Imperial War Museum North puts a gun with a colourful past on display, and sheds light on the role of women in World War Two
The Walther PPK pistol about to go on display at Salford Quays is much more than a weapon of war. The Second World War pistol was used as a bargaining chip in the frantic days leading up to the liberation of the Nazi Concentration camps, and sheds light on the remarkable story of a brave young mother who risked her life as a spy in the Special Operations Executive, surviving capture and years of imprisonment and torture by the Gestapo.
Odette Hallowes was that woman, and the gun in question was used by her concentration camp commandant to try and bargain his way to freedom (he mistakenly believed she was related to Winston Churchill). The gun is the subject of Imperial War Museum North’s In the Spotlight show, and part of its programme to mark the 70th anniversary of the start of the Second World War.
Hallowes recalled the events in an interview back in 1986: ‘The first night of my release was unforgettable,’ she said. ‘It was a glorious night, full of stars and very cold. The Americans wanted to find me a bed for the night but I preferred to sit in the car. It was so long since I had seen the night sky.’
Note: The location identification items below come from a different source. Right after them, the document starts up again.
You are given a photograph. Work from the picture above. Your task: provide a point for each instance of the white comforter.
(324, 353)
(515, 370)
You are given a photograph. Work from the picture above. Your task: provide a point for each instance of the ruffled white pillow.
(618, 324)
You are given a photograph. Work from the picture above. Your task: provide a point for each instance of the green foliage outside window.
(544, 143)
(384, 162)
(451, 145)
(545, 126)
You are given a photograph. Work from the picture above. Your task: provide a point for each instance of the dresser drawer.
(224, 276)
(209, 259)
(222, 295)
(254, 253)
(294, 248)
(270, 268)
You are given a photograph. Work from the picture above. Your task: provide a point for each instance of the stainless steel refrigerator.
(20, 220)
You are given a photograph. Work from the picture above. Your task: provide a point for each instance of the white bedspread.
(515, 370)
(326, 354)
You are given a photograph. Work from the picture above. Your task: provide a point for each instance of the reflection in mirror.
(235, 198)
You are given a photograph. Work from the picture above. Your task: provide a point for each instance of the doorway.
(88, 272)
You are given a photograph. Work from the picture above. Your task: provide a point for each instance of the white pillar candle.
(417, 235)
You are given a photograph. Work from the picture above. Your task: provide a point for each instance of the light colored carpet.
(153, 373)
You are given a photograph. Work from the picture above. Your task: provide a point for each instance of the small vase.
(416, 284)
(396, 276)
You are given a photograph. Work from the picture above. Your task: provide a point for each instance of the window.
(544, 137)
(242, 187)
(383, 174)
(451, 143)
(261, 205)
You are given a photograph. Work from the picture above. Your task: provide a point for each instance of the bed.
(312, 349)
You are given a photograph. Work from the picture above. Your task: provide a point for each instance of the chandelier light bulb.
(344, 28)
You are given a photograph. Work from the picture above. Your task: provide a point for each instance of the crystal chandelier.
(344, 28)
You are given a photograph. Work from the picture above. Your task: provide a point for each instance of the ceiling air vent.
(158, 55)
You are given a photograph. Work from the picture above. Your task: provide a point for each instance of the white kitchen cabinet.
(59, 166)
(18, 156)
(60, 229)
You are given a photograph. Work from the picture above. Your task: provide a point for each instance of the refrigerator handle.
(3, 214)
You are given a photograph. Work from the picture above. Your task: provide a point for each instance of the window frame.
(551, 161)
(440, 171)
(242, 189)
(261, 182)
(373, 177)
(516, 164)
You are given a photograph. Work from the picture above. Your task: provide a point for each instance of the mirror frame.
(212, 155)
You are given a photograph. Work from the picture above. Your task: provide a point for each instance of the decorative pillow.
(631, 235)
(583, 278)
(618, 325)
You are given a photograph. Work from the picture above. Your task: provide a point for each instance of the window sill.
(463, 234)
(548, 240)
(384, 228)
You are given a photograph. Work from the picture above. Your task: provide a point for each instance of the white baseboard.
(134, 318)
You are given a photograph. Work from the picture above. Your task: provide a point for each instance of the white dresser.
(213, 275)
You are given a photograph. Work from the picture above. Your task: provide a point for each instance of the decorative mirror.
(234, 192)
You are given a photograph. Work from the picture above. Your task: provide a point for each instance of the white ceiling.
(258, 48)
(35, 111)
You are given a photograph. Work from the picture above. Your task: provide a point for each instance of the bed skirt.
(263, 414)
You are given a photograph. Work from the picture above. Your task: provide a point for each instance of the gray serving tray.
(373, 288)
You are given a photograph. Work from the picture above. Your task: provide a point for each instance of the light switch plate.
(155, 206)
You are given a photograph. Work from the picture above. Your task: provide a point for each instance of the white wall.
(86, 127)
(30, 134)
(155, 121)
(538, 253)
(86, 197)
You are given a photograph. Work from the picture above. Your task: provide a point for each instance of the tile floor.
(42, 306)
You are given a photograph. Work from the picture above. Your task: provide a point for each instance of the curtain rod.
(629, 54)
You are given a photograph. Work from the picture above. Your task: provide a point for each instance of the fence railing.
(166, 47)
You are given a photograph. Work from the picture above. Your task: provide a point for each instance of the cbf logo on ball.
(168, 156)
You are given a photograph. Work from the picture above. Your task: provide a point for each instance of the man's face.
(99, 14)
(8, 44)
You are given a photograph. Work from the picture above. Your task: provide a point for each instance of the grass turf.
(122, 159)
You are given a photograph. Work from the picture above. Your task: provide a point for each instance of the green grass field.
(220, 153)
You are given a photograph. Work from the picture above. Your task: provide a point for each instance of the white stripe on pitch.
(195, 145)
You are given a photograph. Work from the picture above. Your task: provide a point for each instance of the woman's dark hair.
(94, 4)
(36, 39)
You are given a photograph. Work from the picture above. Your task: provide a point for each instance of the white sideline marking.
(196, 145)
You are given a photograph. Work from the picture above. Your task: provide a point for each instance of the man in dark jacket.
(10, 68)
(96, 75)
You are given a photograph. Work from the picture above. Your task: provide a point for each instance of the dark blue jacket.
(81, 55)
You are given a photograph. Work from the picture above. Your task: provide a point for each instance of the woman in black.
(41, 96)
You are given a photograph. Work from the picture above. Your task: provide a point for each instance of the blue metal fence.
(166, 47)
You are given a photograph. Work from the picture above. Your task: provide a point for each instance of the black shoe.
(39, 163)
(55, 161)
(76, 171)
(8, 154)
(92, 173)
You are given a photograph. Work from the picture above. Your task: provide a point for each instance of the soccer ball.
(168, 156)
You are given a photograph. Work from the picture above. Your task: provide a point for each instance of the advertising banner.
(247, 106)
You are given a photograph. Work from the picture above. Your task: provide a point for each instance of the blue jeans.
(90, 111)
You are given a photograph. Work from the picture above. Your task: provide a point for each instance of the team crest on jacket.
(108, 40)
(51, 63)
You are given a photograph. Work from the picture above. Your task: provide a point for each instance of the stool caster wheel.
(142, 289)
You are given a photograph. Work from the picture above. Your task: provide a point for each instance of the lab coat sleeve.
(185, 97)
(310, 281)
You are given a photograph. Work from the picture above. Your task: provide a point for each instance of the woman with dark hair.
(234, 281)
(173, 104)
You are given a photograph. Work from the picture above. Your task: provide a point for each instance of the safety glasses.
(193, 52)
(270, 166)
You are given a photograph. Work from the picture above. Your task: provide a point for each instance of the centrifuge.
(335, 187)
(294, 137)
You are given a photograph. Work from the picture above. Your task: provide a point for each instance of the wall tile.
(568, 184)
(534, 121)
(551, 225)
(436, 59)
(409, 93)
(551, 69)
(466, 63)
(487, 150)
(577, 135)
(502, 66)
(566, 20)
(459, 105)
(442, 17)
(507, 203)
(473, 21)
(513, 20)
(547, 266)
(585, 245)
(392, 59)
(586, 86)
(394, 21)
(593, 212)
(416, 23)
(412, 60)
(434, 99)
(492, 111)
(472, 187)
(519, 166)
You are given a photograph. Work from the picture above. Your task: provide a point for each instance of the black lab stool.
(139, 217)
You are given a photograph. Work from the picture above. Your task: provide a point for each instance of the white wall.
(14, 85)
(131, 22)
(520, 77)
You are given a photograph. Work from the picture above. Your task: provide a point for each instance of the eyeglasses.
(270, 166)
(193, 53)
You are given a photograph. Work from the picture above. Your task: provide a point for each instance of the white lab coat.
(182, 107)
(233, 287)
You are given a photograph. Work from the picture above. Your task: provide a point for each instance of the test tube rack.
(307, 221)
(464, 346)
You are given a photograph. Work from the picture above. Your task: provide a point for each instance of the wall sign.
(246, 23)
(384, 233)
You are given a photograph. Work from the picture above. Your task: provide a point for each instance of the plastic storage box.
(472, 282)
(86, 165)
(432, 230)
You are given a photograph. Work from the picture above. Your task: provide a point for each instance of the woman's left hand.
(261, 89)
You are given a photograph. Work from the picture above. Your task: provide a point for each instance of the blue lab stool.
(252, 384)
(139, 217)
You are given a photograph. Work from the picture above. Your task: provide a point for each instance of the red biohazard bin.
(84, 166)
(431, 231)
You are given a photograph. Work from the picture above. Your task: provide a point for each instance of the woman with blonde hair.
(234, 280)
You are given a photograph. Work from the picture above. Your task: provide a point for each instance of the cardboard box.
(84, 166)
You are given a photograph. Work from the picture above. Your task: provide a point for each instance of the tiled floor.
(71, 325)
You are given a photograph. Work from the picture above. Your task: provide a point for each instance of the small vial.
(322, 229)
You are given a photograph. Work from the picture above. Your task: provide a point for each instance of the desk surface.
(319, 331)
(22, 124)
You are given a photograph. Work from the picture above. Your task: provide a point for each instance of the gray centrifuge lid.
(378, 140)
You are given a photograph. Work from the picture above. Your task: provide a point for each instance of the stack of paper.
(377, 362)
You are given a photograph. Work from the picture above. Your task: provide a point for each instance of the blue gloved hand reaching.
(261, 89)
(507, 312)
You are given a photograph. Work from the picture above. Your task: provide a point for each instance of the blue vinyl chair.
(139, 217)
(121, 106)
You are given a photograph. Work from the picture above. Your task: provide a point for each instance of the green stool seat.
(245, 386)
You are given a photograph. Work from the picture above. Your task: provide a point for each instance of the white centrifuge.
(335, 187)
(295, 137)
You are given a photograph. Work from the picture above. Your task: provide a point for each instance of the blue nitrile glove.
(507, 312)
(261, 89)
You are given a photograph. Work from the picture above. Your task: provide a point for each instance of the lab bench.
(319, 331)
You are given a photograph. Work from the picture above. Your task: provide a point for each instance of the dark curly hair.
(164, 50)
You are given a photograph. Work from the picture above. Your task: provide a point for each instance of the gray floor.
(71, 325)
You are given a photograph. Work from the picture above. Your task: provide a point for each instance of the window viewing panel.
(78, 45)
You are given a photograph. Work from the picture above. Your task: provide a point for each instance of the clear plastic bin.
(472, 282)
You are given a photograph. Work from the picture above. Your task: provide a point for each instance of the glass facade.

Visitors can hear excerpts from this interview at the display, and learn more about what it was like to be a female spy in the SOE. A related exhibition, Captured: The Extraordinary Life of Prisoners of War, uses similarly unique objects to tell the stories of other captives all over the world, from a secret radio receiver to a bedsheet scrawled with code.
Hallowes’ story is also being dramatised in the museum’s What a Performance sessions for family audiences in October. A raft of spy-related activities are on offer at the museum over half term, where young secret agents can learn how to make memory games, periscopes and code wheels.
A Secret Life: Odette Hallowes and the Nazi Pistol, 24 October 2009 – October 2010, Imperial War Museum North.